Using Football to Promote Education in Cameroon


TACOMA, Washington — Cameroon, a country located in central Africa, has an ethnically diverse population with more than 200 different ethnic groups and is one of the most urban countries in Africa. However, ethnic differences often lead to conflict. The majority of Cameroon consists of  French speakers, around 80%, and the rest of the country speaks English. The English speaking part of the country is seeking to separate from the French-dominated government and create a new nation called Ambazonia. Over the past two years, hundreds have died because of the conflict and 500,000 people have been displaced. The conflict has also greatly affected education as it is becoming increasingly dangerous to attend schools. Programs have been established to lower the ever-increasing education gap. Most of these programs use football, as it is considered more than a sport in Cameroon, as part of their culture. Football can be used to promote peace as well as education in Cameroon.

The Education Crisis

In the English-speaking regions of Cameroon, more than 80% of schools have closed over the three-year conflict between the government and armed groups. The closures are the result of a ban on education in Cameroon imposed by militia groups.

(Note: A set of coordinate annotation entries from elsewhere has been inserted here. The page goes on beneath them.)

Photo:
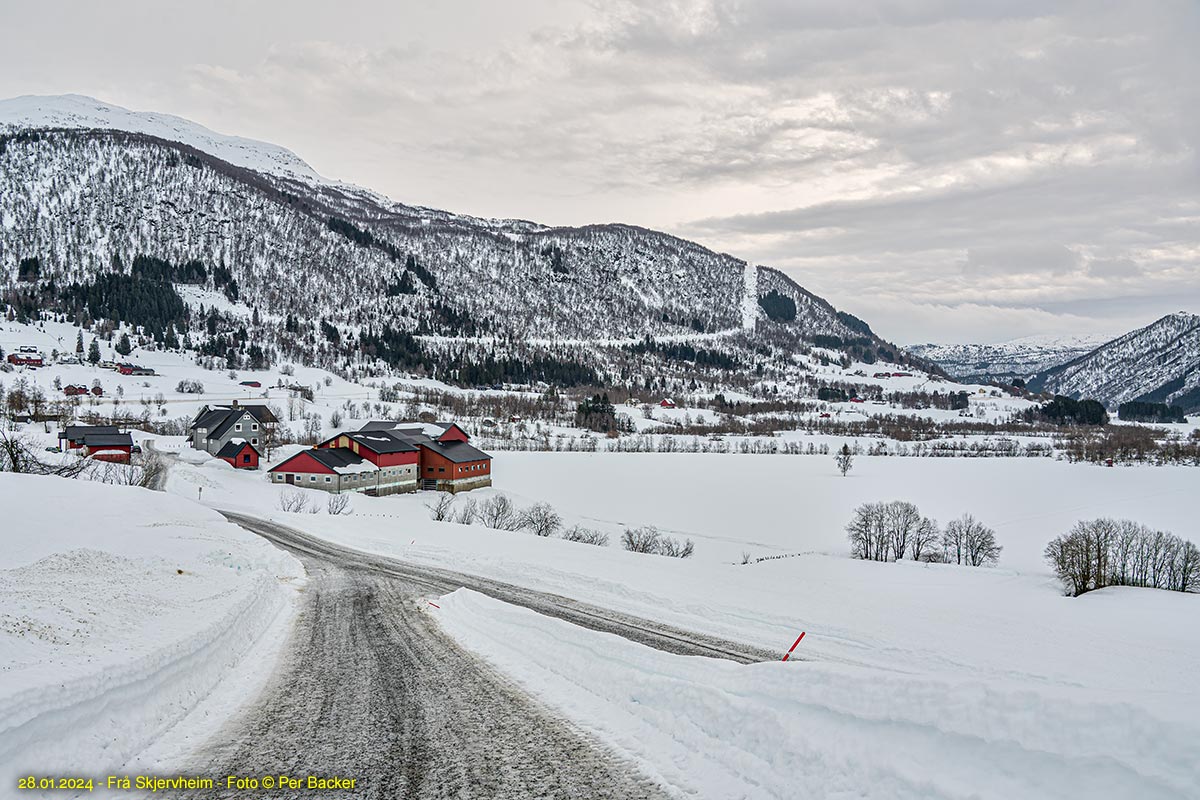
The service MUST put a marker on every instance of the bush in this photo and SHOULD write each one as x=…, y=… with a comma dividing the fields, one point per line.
x=293, y=500
x=887, y=531
x=970, y=542
x=541, y=519
x=647, y=539
x=586, y=535
x=1122, y=553
x=497, y=512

The risks of attending school include violence, abduction or even death. As a result of these closures, 9 in 10 children have been out of school for 10 years. This translates to the bans affecting more than 600,000 students. In addition, more than 74 schools have been destroyed.

Effects of the Education Crisis

The crisis has caused those in the English-speaking regions to move to the French regions. This has resulted in overpopulation in those areas, greatly affecting education in Cameroon. Class sizes are generally supposed to be around 40 students, but today, there can be as many as 100 students per classroom. If a student does not turn up early enough for a seat, they can be turned away from class. For those who cannot afford to move their children, they must either pay for an expensive tutor or risk holding home-schooling sessions. Any gathering of more than five people can attract the authorities.

With children out of school, they are at higher risk of being recruited by armed groups. Many children are also exposed to child marriage, early pregnancy and trauma. In fact, since the closure of schools, the number of children exposed to these risks has increased. About 25% of reported pregnancies in Cameroon are from school-aged girls. Of these girls, 20% do not return to school.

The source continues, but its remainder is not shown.